Her second-grade class raised monarchs to release to the wild. Kayla’s childhood is full of memories of watching as the caterpillars grow from smaller than a grain of rice to pinky-sized behemoths, fat and striped. The caterpillars gorge on milkweed before hanging upside down and turning to a chrysalis.
That chrysalis starts out a brilliant green with tiny
In short, she loves these butterflies.
After about 25 minutes of hard hiking (most groups take a bit longer, but Kayla skipped her run and wanted to work a bit), Kayla’s guide announced quietly that they’d arrived.
A winding dirt road dead-ended into some cordons. Other visitors were silent, gazing upwards through the thick fog.
Kayla wiped off sweat and trained her eyes on the monarchs, dripping off of the trees above.
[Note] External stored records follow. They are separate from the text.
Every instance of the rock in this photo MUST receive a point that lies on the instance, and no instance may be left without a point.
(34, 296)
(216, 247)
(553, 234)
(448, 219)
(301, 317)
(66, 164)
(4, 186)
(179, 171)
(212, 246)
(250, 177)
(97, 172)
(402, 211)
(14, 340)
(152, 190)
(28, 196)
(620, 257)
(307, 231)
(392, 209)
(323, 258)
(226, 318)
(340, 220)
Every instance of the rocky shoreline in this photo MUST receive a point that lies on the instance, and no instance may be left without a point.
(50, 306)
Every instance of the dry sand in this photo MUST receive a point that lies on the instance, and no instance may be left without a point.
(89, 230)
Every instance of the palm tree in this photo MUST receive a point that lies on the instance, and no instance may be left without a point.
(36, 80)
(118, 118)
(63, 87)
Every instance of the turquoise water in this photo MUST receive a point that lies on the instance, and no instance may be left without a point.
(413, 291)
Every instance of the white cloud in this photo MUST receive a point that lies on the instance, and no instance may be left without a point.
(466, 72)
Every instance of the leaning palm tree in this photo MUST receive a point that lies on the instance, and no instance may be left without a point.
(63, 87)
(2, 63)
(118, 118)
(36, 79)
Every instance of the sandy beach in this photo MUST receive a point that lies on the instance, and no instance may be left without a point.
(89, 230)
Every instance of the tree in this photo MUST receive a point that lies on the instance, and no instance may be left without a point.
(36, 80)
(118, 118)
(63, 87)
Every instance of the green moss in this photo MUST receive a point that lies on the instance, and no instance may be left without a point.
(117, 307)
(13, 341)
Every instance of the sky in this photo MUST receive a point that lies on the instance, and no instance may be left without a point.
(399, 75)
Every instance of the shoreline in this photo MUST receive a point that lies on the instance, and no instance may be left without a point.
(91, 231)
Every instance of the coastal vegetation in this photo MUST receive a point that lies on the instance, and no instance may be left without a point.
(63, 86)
They were still and quiet on account of the cold, but hundreds still swirled among the treetops.
Just beyond the cordoned-off edge of the trail, several monarchs lay dead or dying among the underbrush. A few fluttered with torn wings, quietly spluttering. Given that most of the monarchs here go without food for a few months, it’s surprising there aren’t more dead ones. The monarchs stay pretty still on cool days, conserving energy.
The experience was surreal, dreamlike, and a bit magical. She didn’t get the front-cover-of-National-Geographic-worthy cascade of jeweled wings that can occur on a sunny day here, but the peaceful whispering of billions of butterfly wings was enough.
Kayla and her guide lingered for a while, waiting to see if the fog would lift enough for the butterflies to wake a bit. But the clouds were thicker than ever, so eventually she headed back down the mountain.
Six hours of driving on Thursday and eight hours on Friday, but she told me she regrets nothing. She just has to come back on a sunnier day in the future.
That evening, Andrew came back from Denver. I was so happy to see him that I hit myself in the ears with my tail. We all got dinner (yes, they shared their shrimp and steak from the molcajetes with me), and then we went to bed.